Chun-Ping Chang- An Examination of Social and Recreational Needs Among Older Chinese Residents in an Independent Living Site (2006)
Abstract: The purpose of this study was to investigate the needs of independent living older Chinese residents for social and recreational services. The goal of this research is to decrease the underutilization of related services among this particular old err population and provide them with a better quality of life. This quantitative study utilized existing data from a nonprofit organization, life STEPS, which provides contracted properties. The study was able to generate results from 25 self-administered questionnaires. Results indicated that residents mostly seek assistance form adult children when reaching out for needed services or benefits. Subjects' service preferences have resembled many concrete needs of the general aging population. Other recommended services consisting of transportation, language, socialization, and essential social services were mentioned in the study to promote service utilization rate, peer interaction, and mental and physical well-being.
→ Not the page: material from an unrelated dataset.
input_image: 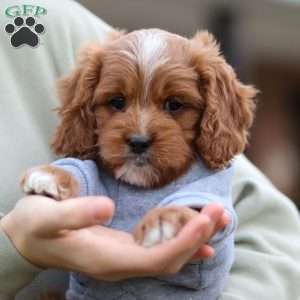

Linda J. Gomez-Ortigoza- The Impact Of Nutrition Education On College Students’ Eating Behaviors And Health Risks (2006)
Abstract: The purpose of the study was to investigate the effects of earlier nutrition education on health risks, consumption habits of fast foods and soft drinks, and choice of portion sizes; as well as the impact of television viewing on college students’ food preferences. Seven hypotheses were tested. The sample included 157 undergraduate and graduate students in southern California. Although 70.7% of the participants had earlier nutrition education in middle, high school, or college, it did not positively affect fast food choices, portion sizes, frequency, soft drink consumption, eating while watching television, influence of television advertisements, or health risks. Ninety-three percent of the college students sampled ate fast foods. Eight-six percent consumed fast food 1-3 times per week. Forty-five point two percent of the college students sampled consumed medium portions of fast foods and 96.1% were spending 1-3 hours per day watching television. Besides water, soda was their favorite drink. Thirty point nine percenter were overweight or obese.
Heather Wanklet- Anxiety About Aging: A Consideration of Gender and Sexual Orientation (2006)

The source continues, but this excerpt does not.